If you are going to use your shop vacuum for cleaning between car seats, couch cushions, or in tight spaces in general, you should hone in on models that have high rates of suction and airflow, as well as those models that have narrow, elongated crevice attachments. Similarly, if you think that you'll be doing a lot of floor work, especially wet floor work — make sure the model you select has a proper floor nozzle that has grooves in the contact surface of the tool that allows air to flow when on a hard surface. Having extension tubes for this kind of work is nice, too, because it will enable you to stand up while working.
Suction alone does not make for an effective vacuum. It's the combination of suction and airflow that makes a machine good at cleaning. Suction is measured in cubic inches of water lift and airflow in cubic feet per minute (cfm). It might seem counterintuitive, but a clogged machine will maintain its suction power, but with the airflow obstructed, it won't move debris from the floor up the hose and into the canister. When assessing a machine for vacuuming power, check both water lift and cfm.
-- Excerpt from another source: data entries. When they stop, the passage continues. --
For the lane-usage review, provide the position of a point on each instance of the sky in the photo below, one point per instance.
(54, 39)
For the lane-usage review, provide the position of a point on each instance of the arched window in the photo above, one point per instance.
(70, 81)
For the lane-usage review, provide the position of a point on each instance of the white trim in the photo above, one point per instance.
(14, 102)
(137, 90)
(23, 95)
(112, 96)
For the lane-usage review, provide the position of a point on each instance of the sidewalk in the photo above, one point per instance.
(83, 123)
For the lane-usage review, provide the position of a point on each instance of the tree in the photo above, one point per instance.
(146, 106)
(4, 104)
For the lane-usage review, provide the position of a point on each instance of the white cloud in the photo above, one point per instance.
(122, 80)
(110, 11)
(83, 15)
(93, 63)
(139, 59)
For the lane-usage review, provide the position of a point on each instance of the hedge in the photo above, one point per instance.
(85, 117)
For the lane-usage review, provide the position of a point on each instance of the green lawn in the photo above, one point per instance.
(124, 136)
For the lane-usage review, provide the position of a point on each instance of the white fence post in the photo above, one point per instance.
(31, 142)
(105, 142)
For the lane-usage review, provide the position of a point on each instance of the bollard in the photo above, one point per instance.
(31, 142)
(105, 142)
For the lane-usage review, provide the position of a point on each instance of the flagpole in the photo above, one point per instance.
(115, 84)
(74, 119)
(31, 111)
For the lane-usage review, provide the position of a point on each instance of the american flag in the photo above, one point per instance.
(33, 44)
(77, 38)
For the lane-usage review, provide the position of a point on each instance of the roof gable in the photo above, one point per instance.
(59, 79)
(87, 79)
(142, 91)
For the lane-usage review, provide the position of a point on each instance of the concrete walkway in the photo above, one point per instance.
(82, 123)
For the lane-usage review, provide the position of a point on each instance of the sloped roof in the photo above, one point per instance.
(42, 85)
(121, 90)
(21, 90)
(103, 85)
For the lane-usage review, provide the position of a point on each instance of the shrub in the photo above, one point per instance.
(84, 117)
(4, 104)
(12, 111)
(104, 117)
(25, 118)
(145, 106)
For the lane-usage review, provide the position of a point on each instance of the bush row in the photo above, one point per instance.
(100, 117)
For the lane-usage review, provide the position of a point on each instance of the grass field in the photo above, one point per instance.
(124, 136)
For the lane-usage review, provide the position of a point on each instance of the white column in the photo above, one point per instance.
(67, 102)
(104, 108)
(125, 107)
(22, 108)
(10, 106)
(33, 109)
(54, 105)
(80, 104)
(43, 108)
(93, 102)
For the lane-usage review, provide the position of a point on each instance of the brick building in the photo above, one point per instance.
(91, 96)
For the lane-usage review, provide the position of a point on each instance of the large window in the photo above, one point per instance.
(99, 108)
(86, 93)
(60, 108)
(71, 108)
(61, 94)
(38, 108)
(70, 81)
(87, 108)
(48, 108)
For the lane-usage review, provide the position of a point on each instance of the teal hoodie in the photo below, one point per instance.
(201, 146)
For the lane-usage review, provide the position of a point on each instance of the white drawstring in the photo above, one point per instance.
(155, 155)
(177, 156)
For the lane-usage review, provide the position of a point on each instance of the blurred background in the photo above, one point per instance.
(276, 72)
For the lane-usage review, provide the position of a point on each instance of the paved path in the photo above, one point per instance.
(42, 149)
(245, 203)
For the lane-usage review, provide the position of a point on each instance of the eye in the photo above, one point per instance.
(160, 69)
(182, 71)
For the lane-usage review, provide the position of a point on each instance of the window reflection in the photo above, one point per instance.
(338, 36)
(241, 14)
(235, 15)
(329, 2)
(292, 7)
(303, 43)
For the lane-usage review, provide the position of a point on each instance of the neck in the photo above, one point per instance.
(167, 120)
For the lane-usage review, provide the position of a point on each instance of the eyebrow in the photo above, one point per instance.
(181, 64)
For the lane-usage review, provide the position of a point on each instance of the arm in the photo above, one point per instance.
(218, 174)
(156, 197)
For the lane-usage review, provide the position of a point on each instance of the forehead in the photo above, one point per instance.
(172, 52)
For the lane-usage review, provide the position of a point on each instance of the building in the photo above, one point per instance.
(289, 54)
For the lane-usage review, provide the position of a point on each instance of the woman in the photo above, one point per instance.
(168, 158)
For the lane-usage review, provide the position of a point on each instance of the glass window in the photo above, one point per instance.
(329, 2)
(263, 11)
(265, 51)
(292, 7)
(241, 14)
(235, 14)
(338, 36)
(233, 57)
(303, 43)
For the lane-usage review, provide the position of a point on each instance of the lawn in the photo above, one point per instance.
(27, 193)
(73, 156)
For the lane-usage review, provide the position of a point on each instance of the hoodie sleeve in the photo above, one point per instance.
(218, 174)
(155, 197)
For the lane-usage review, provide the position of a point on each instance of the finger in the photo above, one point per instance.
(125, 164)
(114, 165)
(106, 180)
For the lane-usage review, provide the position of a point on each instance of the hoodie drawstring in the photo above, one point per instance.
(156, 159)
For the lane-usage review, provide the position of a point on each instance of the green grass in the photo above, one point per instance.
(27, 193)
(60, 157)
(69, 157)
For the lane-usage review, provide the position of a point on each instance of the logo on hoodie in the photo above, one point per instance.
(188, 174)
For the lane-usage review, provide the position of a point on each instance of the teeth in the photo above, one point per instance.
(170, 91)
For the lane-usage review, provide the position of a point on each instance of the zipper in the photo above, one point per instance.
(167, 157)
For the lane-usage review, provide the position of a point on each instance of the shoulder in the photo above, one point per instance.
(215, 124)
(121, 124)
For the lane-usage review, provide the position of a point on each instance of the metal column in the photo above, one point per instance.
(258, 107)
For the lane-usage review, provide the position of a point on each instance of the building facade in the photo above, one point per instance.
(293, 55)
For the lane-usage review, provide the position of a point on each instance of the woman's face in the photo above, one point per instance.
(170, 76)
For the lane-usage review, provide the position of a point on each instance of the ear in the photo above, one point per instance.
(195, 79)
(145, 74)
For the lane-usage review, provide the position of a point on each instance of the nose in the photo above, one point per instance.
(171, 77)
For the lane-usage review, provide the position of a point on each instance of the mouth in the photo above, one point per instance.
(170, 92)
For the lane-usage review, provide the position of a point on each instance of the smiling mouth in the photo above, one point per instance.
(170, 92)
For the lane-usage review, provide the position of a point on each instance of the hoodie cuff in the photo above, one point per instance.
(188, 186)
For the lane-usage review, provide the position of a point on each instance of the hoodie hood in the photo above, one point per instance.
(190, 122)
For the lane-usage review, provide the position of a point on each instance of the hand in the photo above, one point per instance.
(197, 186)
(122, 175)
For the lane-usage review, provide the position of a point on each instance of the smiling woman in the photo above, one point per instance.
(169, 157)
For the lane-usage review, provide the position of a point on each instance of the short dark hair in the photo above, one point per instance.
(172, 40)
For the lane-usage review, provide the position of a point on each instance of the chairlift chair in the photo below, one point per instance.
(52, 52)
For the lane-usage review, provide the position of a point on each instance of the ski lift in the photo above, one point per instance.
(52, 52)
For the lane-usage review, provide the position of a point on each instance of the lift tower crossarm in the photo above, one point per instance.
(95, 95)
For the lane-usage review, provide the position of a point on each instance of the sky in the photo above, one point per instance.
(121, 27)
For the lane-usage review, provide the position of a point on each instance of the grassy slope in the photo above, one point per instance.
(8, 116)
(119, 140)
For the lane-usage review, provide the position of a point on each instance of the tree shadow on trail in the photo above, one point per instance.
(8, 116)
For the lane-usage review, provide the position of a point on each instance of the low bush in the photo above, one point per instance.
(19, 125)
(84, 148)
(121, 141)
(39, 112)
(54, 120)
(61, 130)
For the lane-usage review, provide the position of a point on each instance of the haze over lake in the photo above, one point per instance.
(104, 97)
Additional features of interest on cordless wet/dry vacuums are the blower function and auxiliary power cord. Several models offer an attachment for the hose on the air output of the unit, effectively turning the vacuum into a blower. If you don't need a compressor, it's an excellent option for pushing air in a pinch. Also, there is at least one model on the market that offers an auxiliary power cord that allows the unit to be powered from an AC outlet if needed. The power cord is an excellent option if you'll occasionally run the machine for prolonged periods.
Step 4: Health and Safety
Cordless wet/dry vacuums are generally considered safe power tools. However, the high-efficency particulate air filter is not standard on every vacuum model. Commonly referred to as HEPA filters, these devices are designed to remove particulates from the air that contribute to respiratory illnesses and allergies. If you are sensitive to dust or you will be working with the vacuum indoors, it pays to seek out a machine with a HEPA filter.
When shopping for a cordless wet/dry vacuum, it is important first to ask if the machine will fit your needs because they are best suited to smaller jobs. The next consideration is vac's compatible with your existing battery-powered tool kit. Better to have a matched system if you can as it saves time and money. Next, dig into intended use. The main factors here are canister size, vacuum power, and runtime. As the difficulty of the intended task increases, so too does the importance of these three factors. Last in order, but not in importance, is health and safety. If you are sensitive to dust or have allergies, it's a good idea to select a model with a HEPA filter as they are the best at removing particulates from the air. If you follow these four simple steps when shopping for a cordless wet/dry vacuum, you're sure to get the best fit for your needs.